Lang Whitaker, NBA.com’s All Ball blog: I like his hair, which is a definite improvement over all the hairdon’ts that he sported while he was out injured. As far as on the court, he still doesn’t look 100-percent to me, like he’s still a step slow both physically and mentally — which is understandable since he had not played a game in nearly two years before this season. But if he can keep logging minutes and getting time without his injuries regressing, I’m assuming the quickness and reflexes will return. Even without those, he’s a huge body who takes up space and can affect shots and grab a board here and there, and help the Cavs make the playoffs this season. And that’s better than nothing.
Stefanos Triantafyllos, NBA.com Greece: Andrew Bynum if healthy, is one dominant post player. If you add that feature in any team in the NBA, it will raise their level automatically. In this case we are talking about the Cavs, a young team with a super-star point guard (Irving) and some solid role players like Anderson Varejao, Jarret Jack and Tristan Thompson. Yeah, Bynum is a difference maker.
Akshay Manwani, NBA.com India: He’s still a little rusty (has shot only 5-for-18 in three games). But since his minutes have increased in every successive game that he has played for the Cavs, that should give him and the Cavs’ fans a lot of confidence. And, if he’s healthy all this season – the Cavs will not only comfortably make it to the playoffs, but could either end up with home-court advantage in the first round or pull out a first-round upset against a No. 3 or No. 4 ranked team.
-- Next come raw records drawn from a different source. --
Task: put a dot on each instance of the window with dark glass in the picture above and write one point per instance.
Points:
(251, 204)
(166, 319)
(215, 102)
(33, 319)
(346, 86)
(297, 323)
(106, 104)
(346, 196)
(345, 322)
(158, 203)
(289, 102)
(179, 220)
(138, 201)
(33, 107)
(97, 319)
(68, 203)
Philipp Dornhegge, NBA.com Deutschland: He’s said himself that he feels a sting in his knee every time he moves and that he lacks explosiveness, but his impact is undeniable. If he stays healthy, and that’s a big if, the Cavs are obviously so much better — and deeper. I had them fighting for a playoff spot on the assumption that Bynum wouldn’t play much. With him, they should be better than Milwaukee.